TradeReady.io
Gymnasium / RL Training

Examples

Complete working scripts for common training scenarios

Download .md

These examples cover the four most common gym workflows. Each script is self-contained — copy, fill in your API key, and run.


Example 1 — Random Agent (Sanity Check)

Before training, verify the environment works with a random agent. If this script runs without error, your platform connection and API key are working correctly.

import gymnasium as gym
import tradeready_gym

env = gym.make(
    "TradeReady-BTC-v0",
    api_key="ak_live_...",
    starting_balance=10000,
    timeframe="1h",
    start_time="2025-01-01T00:00:00Z",
    end_time="2025-02-01T00:00:00Z",
    track_training=False,  # skip tracking for this test
)

obs, info = env.reset()
total_reward = 0.0
steps = 0

while True:
    action = env.action_space.sample()  # random action: 0, 1, or 2
    obs, reward, terminated, truncated, info = env.step(action)
    total_reward += reward
    steps += 1

    if terminated or truncated:
        break

print(f"Steps: {steps}")
print(f"Total reward: {total_reward:.4f}")
print(f"Final equity: ${info['equity']:.2f}")
env.close()

Expected output: the script completes without error and prints a final equity value. The random agent will typically perform poorly (near break-even or slightly negative) — that is expected.


Example 2 — PPO Training with Stable-Baselines3

Train a PPO agent on BTC/USDT with a Sharpe-based reward.
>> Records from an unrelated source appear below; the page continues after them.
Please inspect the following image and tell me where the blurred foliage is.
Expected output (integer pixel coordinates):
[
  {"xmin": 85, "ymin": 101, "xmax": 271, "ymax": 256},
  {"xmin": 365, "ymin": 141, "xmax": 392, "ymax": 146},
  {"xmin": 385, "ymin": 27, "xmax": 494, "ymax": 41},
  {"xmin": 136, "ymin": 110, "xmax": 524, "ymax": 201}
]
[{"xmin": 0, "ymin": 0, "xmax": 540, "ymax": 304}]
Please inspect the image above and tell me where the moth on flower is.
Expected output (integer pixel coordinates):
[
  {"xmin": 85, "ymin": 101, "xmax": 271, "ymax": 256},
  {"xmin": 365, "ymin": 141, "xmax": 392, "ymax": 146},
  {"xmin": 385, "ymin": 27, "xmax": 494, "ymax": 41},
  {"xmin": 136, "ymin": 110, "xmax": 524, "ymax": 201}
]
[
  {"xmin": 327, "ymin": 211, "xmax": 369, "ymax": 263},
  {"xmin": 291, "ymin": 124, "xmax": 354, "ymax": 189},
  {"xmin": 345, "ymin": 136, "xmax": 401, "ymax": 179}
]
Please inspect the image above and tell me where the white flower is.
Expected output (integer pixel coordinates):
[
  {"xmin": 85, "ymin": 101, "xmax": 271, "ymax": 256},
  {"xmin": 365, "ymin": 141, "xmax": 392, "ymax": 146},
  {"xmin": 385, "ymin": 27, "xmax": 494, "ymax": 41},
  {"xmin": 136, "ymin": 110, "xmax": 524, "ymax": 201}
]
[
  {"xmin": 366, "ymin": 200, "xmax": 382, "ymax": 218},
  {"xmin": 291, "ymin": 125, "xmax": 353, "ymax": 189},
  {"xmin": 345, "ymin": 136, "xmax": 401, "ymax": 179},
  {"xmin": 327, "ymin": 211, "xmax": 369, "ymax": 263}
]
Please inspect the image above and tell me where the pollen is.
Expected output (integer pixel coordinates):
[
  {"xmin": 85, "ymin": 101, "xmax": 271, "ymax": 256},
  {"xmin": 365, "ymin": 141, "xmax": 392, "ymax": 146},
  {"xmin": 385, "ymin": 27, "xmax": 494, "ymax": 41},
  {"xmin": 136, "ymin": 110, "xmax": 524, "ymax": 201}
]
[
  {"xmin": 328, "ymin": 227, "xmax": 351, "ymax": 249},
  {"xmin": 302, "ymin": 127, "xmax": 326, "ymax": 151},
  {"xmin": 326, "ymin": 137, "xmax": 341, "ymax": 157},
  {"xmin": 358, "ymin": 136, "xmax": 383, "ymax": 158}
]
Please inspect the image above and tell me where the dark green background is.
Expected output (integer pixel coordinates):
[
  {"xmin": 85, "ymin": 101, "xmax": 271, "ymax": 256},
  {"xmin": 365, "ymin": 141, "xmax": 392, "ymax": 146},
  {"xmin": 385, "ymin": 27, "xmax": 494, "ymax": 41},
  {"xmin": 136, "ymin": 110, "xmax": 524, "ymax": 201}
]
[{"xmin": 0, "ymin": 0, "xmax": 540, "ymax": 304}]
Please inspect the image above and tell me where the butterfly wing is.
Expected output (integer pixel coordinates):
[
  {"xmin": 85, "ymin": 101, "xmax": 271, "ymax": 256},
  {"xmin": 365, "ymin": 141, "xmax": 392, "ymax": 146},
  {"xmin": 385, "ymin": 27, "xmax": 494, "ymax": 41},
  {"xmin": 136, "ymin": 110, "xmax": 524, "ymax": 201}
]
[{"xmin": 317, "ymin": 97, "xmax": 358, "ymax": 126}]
This is the recommended starting point for RL training.

import gymnasium as gym
import tradeready_gym
from tradeready_gym.rewards import SharpeReward
from tradeready_gym.wrappers import NormalizationWrapper
from stable_baselines3 import PPO
from stable_baselines3.common.callbacks import EvalCallback
import os

API_KEY = "ak_live_..."

# Training environment
train_env = gym.make(
    "TradeReady-BTC-Continuous-v0",
    api_key=API_KEY,
    starting_balance=10000,
    timeframe="1h",
    lookback_window=50,
    observation_features=[
        "ohlcv", "rsi_14", "macd", "bollinger",
        "adx", "atr", "balance", "position",
    ],
    reward_function=SharpeReward(window=50),
    start_time="2025-01-01T00:00:00Z",
    end_time="2025-06-01T00:00:00Z",
    track_training=True,
    strategy_label="ppo_sharpe_v1",
)
train_env = NormalizationWrapper(train_env)

# Train
model = PPO(
    "MlpPolicy",
    train_env,
    verbose=1,
    learning_rate=3e-4,
    n_steps=2048,
    batch_size=64,
    n_epochs=10,
    gamma=0.99,
    gae_lambda=0.95,
)
model.learn(total_timesteps=200_000)
model.save("ppo_btc_sharpe_v1")
train_env.close()

print("Training complete. Check /training in the dashboard for learning curves.")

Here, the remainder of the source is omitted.